As I said earlier, we identified several other organizational and administrative
changes and mechanisms that could, as the title of our report suggests, enhance
the vitality of NIH. Let me touch on a few of them.
To begin with, we looked at the length of terms served by the director and the
heads of the institutes and centers. We decided that the NIH director should
serve a six-year term unless removed sooner by the president. Having a term of
six years may - like that for the director of the National Science Foundation -
allow the director to transcend changes in administration. Re-appointment to a
second and final six-year term should be contingent on a performance review by
outside experts and the recommendation of the Secretary of Health and Human
Services.
Directors of the institutes and centers should be appointed to five-year terms
with the option for a second, and final, five-year term. And authority to hire
and fire these directors should be transferred from the HHS secretary to the NIH
director. We believe that the service terms we've recommended will provide
stability as well as fresh ideas to NIH.
We also took a second look at the special status of the National Cancer
Institute. The NCI director is appointed by the president and NCI's budget -
about 17 percent of the overall NIH budget - bypasses the desk of the NIH
director and is completely outside the director's influence.
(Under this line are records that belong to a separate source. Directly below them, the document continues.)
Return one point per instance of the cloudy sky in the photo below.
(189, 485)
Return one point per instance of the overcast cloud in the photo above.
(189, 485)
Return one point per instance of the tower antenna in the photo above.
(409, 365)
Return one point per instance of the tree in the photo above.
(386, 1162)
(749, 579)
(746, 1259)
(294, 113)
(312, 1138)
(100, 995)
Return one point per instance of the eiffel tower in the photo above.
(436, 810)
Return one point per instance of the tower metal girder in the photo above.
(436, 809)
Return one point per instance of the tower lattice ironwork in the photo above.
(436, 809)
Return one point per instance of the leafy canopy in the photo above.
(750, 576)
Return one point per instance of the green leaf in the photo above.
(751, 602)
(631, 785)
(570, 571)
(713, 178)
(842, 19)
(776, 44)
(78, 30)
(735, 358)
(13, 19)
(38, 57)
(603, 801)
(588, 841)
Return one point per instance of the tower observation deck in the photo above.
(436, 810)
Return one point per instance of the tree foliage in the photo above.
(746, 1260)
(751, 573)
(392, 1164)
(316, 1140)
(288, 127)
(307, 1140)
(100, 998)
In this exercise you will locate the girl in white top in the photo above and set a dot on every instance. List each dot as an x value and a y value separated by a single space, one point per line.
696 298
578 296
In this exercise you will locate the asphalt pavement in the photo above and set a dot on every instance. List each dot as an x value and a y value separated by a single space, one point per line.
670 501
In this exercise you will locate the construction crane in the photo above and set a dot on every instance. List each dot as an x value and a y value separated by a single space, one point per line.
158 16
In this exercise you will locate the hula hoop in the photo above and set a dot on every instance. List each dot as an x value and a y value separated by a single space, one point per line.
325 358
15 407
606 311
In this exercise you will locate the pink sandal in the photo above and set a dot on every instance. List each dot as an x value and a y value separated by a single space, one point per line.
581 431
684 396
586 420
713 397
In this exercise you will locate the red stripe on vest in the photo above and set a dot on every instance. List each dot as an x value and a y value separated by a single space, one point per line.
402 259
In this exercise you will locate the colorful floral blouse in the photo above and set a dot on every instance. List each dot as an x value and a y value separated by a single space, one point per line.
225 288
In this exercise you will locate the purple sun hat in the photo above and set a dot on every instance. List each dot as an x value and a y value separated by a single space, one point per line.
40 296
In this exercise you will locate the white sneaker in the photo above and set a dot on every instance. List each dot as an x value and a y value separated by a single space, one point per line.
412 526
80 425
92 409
The Committee
suggests that Congress reexamine the appropriateness of the special status given
to NCI.
With regard to the effort by HHS to centralize or outsource administrative
functions, known as the "One HHS" initiative, the committee felt
strongly that, while eliminating government inefficiency is always a worthwhile
goal, the "One HHS" initiative may fail to appreciate the strong link
between administrative functions at NIH, such as personnel recruitment and
aspects of grants management, and the larger scientific enterprise. Any move to
centralize or outsource these functions should be carefully reviewed first to
determine how it may affect NIH's special mission of scientific and medical
discovery.
We also noted that the Research Management and Support budgets, which pay for
administrative and facilities management costs at the institutes and centers,
have barely grown in the past decade despite the huge increases in the overall
NIH budget. As a consequence, NIH is left with inadequate funds to cover
overhead costs. Congress should increase Research Management and Support
budgets.
We also addressed concerns that many of NIH's advisory committees are restricted
to pro forma roles, populated by too many individuals with conflicts of
interest, and are sometimes perceived as being politicized. We concluded that
participation in these committees should be solely based on a person's
scientific or clinical expertise or on his or her substantial involvement in a
health or research issue. NIH should also reform their advisory council system
to ensure that these bodies are sufficiently independent, are routinely involved
in priority setting and planning and are engaged in discussions with institute
and center leadership to provide it with honest feedback and enhance its
accountability.
Finally, our committee understood that it is the quality of leadership at all
levels, as opposed to organizational structure, that is central to NIH's
vitality. In the long run, the recruitment of outstanding leadership, the
commitment to individual scientists as the main sources of new discoveries, and
reliance on the competitive review system for determining grants will remain the
essential keys to NIH's continuing success.
Thank you again for the opportunity to discuss the recommendations of our
report. I would be happy to answer any questions you may have.